Molecular characteristics
Molecular characteristics: Protein domains, oligomeric state, and modification-sensitive surfaces can influence binding behavior and functional readouts in vitro. Where relevant, isoforms and PTMs may alter activity, stability, or interaction specificity.
- Molecular weight: 11.6 kDa
- Protein length: The recombinant Vibriocholerae Toxin B consists of 103 amino acids and predicts a molecular mass of 11.6 kDa.
- Expression region: Amino acid sequence derived from Vibriocholerae Toxin B (Thr22-Asn124)(P01556) was expressed.
- Purity: > 98 % as determined by SDS-PAGE
- Biological activity: Testing in progress
Post-translational considerations: E. coli expression typically yields a non-glycosylated recombinant form. This is often suitable for many intracellular enzymes and binding studies, while PTM-dependent targets may show differences when glycosylation or specific disulfide-bond patterns are required.
Expression and purification strategy
Expression system: E. coli. Expression system selection can influence folding state and PTM profile, which may affect binding or activity for PTM-sensitive targets.

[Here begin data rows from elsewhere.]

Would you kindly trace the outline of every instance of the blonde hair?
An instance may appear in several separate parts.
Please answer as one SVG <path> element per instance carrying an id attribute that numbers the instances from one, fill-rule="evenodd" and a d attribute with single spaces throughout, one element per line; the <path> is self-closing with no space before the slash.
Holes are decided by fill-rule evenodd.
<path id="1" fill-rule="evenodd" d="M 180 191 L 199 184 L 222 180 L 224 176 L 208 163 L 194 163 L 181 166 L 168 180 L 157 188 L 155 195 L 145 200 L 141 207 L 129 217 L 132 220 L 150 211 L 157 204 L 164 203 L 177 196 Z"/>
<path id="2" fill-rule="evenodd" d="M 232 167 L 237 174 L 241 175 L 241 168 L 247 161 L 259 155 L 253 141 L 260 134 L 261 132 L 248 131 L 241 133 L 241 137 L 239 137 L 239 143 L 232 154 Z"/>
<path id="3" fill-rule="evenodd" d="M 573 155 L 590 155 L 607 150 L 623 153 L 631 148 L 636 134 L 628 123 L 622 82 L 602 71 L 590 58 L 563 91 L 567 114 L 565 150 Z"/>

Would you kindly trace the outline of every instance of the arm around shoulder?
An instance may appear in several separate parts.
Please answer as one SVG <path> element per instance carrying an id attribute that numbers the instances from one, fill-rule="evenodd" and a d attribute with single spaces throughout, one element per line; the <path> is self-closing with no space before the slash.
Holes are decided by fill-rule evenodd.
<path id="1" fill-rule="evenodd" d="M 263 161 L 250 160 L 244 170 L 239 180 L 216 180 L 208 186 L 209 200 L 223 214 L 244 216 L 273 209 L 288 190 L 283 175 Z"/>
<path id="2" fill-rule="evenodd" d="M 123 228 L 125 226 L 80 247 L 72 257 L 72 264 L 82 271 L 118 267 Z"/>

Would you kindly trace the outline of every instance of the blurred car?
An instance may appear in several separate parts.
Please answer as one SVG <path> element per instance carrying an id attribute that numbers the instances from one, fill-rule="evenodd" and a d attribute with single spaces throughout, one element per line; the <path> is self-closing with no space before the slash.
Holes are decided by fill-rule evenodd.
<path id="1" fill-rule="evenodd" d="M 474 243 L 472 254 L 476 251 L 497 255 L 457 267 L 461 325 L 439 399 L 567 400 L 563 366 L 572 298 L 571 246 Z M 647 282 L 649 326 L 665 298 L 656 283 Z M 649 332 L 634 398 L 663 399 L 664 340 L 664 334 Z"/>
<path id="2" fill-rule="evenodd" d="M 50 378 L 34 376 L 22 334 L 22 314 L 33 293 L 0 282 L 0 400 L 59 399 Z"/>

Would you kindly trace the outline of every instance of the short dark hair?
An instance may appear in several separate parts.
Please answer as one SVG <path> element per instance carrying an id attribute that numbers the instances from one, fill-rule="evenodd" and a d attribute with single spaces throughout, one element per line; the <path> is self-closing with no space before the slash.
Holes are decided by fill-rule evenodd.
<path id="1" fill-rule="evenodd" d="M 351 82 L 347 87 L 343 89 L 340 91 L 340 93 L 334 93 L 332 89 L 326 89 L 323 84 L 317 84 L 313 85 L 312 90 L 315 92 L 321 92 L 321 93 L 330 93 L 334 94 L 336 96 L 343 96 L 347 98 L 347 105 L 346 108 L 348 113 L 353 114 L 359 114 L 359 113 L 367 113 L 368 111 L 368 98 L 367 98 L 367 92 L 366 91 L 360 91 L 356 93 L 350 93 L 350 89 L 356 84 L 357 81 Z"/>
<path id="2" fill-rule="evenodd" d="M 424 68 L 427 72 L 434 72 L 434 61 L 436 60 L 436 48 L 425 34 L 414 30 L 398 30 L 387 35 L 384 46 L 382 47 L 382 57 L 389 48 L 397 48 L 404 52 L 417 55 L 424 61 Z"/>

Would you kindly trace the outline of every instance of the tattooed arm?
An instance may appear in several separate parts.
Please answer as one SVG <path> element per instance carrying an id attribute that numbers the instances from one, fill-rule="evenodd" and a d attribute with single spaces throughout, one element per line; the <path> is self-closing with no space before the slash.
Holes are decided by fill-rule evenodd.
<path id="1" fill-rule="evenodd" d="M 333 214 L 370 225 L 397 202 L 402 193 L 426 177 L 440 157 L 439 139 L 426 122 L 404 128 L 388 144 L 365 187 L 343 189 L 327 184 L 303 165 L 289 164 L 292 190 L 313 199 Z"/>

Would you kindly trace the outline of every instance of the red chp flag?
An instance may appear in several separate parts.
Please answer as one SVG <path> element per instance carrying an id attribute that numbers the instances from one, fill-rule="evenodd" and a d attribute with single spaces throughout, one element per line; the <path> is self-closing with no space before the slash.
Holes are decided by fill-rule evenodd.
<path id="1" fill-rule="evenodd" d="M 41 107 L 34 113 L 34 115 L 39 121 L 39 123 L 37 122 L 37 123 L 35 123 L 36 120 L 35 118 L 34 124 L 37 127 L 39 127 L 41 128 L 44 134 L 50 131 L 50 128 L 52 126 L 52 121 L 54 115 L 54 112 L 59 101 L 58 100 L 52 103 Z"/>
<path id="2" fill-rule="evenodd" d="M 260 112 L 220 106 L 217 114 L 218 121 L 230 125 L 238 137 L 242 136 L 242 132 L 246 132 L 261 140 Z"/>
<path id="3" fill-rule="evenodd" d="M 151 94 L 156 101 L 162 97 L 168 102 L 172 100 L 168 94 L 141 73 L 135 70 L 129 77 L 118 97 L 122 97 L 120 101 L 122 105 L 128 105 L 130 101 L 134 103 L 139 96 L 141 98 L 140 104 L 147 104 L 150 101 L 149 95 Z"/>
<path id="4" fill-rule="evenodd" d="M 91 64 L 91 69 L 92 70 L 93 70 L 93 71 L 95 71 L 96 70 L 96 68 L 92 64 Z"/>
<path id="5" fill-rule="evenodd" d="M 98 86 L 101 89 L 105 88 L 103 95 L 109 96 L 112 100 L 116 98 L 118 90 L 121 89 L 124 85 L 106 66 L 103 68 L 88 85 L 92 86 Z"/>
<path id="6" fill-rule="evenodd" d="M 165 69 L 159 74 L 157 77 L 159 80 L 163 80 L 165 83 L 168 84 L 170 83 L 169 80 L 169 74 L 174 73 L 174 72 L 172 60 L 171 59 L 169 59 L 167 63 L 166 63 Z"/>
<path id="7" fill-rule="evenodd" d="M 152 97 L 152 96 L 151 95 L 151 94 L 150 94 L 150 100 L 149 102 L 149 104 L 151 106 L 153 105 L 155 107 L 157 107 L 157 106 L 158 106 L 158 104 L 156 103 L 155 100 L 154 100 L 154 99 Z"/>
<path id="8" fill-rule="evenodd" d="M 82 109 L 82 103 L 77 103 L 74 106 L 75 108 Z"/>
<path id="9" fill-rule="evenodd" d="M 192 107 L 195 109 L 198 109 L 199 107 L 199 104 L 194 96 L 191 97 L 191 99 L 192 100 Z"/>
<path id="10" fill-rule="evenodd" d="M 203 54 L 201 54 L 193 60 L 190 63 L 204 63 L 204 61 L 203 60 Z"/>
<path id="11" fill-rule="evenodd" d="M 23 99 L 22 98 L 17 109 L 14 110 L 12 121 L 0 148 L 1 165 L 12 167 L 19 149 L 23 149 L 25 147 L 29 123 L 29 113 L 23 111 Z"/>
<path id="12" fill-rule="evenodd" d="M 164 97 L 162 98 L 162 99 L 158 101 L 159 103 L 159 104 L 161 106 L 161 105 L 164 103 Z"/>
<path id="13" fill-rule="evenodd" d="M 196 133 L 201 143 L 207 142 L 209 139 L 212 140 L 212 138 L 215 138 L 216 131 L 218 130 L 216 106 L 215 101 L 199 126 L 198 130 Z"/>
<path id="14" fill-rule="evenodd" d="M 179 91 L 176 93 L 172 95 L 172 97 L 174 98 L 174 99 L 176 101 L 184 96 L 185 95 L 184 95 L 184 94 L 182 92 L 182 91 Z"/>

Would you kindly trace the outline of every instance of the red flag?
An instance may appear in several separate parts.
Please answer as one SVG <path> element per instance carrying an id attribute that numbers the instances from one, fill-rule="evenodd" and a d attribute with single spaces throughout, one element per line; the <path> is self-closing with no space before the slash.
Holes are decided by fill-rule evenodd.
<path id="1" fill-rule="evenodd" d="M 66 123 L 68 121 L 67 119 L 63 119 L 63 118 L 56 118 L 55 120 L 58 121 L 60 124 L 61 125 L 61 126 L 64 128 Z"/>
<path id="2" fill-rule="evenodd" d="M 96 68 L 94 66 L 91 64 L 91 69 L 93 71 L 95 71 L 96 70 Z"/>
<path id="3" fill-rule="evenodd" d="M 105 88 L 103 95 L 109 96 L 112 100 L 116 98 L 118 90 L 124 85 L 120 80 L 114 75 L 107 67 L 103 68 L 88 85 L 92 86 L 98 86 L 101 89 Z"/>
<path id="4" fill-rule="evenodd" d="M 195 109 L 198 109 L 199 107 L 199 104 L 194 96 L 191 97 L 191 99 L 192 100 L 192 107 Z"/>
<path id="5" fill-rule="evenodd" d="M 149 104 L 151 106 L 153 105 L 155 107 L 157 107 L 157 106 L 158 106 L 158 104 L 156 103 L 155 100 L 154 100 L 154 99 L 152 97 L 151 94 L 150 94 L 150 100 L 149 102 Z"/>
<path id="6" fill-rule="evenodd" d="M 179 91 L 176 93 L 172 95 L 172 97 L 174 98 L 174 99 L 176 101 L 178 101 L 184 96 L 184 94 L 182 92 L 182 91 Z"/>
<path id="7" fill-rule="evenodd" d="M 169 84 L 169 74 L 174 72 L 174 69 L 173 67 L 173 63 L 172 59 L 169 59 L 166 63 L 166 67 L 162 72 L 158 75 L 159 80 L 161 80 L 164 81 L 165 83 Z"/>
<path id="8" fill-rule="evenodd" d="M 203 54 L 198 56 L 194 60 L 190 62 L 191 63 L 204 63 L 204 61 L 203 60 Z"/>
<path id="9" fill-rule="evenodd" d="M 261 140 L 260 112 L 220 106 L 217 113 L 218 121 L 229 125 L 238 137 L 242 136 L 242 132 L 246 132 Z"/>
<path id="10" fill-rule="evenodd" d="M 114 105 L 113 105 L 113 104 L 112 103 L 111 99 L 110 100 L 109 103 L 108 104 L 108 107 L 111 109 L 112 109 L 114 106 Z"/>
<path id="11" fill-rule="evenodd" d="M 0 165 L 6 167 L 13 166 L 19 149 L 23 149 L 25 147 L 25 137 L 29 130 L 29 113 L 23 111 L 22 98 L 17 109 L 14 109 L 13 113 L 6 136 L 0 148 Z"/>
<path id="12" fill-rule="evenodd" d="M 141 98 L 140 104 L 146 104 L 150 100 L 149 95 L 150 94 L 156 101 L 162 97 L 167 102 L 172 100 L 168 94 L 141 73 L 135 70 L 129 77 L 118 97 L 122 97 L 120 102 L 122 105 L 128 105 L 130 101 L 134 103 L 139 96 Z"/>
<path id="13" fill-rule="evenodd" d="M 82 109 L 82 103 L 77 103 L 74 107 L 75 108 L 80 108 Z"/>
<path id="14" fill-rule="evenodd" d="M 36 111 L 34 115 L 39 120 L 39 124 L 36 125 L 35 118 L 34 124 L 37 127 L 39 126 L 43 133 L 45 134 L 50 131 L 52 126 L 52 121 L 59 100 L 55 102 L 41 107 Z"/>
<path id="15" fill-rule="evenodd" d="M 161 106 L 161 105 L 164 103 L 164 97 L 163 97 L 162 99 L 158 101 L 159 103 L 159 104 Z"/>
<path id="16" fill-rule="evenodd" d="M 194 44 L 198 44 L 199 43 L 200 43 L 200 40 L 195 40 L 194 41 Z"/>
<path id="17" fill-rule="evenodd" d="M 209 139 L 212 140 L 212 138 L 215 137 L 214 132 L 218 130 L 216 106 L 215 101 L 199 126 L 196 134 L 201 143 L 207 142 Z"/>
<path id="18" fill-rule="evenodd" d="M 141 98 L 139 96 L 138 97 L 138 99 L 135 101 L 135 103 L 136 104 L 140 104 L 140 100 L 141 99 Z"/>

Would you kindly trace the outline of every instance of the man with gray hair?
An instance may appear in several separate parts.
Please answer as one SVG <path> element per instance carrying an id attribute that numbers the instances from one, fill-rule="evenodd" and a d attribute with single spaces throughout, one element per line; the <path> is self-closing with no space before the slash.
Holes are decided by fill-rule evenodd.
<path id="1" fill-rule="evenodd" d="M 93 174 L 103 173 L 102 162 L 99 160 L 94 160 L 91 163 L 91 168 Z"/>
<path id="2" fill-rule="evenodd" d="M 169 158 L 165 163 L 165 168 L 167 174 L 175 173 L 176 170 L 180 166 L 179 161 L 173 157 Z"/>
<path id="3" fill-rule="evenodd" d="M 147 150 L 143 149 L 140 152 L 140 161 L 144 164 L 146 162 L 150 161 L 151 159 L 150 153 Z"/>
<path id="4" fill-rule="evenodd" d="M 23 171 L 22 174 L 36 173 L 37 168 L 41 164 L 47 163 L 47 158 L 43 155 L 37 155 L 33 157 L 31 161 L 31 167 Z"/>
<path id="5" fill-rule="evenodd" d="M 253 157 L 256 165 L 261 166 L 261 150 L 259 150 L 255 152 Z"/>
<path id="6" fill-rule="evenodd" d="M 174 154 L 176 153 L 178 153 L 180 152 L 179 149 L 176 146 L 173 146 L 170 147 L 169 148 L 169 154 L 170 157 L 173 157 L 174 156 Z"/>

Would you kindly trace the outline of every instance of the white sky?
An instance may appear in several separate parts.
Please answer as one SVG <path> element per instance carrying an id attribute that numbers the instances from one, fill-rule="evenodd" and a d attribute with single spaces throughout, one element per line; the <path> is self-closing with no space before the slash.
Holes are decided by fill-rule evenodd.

Tagging: No tag tags are commonly used to streamline purification and enable capture/immobilization in interaction assays. Tag presence or removal can influence some binding measurements depending on assay design.
Formulation: Liquid in from sterile 50 mM Tris-HCl, 200 mM NaCl, 10% glycerol, pH8.0. Formulation and buffer composition can influence stability, aggregation propensity, and assay background in downstream biochemical experiments.
Research interpretation
Research interpretation: Recombinant protein reagents enable controlled experiments such as interaction reconstitution, quantitative calibration, and mechanistic perturbation with defined inputs. Interpretation is strengthened by pairing the primary readout with orthogonal markers that report on pathway state, localization, and complex assembly.